Se a mulher for de classe média ou escolarizada, os eufemismos são ainda mais criativos: apanhar do marido é um estigma que criatura alguma quer carregar.
O Mapa da Violência 2012, recém-publicado, parece ser um desmentido da passividade feminina na hora de fazer denúncias. São, afinal, números expressivos, principalmente quando somados a dados levantados por núcleos especializados na questão, como o Instituto Patrícia Galvão e o Instituto Sangari. A cada cinco minutos uma mulher é agredida no Brasil. Foram 43 mil mulheres assassinadas apenas na última década. A cada duas horas, um homicídio. Cerca de 69% das agressões acontecem em casa. A reincidência pode chegar a espantosos 62% dos casos.
Pois a conta deve ser muito maior. E pior do que isso, não se trata de um dilema em via de solução. Nem a Lei Maria da Penha deu jeito. Mulheres vão continuar alegando terem sido vítimas das caixas que caem do armário. A denúncia em delegacias implica um custo-benefício que a mulher agredida não pode arcar, o que há de garantir, por muito tempo ainda, números de uma parcialidade gritante.
A rede garantiria o sigilo, o aconselhamento, o apoio jurídico, a busca de estratégias para driblar o marido agressor, empoderando como se diz no movimento social a mulher para que possa reagir. Mais do que isso. Garantiria manter a violência contra a mulher no rol dos grandes assuntos nacionais, pois abasteceria um banco de dados muito mais confiável e dialogaria com setores como a educação e a saúde, e não apenas com os órgãos de segurança pública.
Não é raro encontrar quem pergunte por que a Lei Maria da Penha é pouco citada pelos órgãos de comunicação. Faltam mecanismos e ciência às delegacias da mulher para dialogar com a sociedade, repassando-lhe informações novas, acompanhando o debate do assunto em instâncias que não as policiais. É nesse mundo além-delegacia que essa história tende a mudar.
É assunto delicado. Implicaria criar estruturas ou adaptar as existentes para cuidar não só da infância e da terceira idade, mas também das mulheres.

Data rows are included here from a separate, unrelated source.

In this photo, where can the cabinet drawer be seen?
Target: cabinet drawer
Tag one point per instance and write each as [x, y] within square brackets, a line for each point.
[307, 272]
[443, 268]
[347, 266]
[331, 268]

Há outro silêncio que ronda a questão, o silêncio da sociedade organizada, que entende a mulher vítima da agressão como indiretamente responsável pelo que lhe acontece. Uma pena perpetuar esse pensamento medieval. A grande violência nasce da pequena, expressa num grito, num apertão de braço, na tortura cotidiana, situações escondidas debaixo da frase banal de que ninguém deve se meter no que acontece entre quatro paredes. Ali, contudo, também dormem presas mulheres que amaram o homem errado.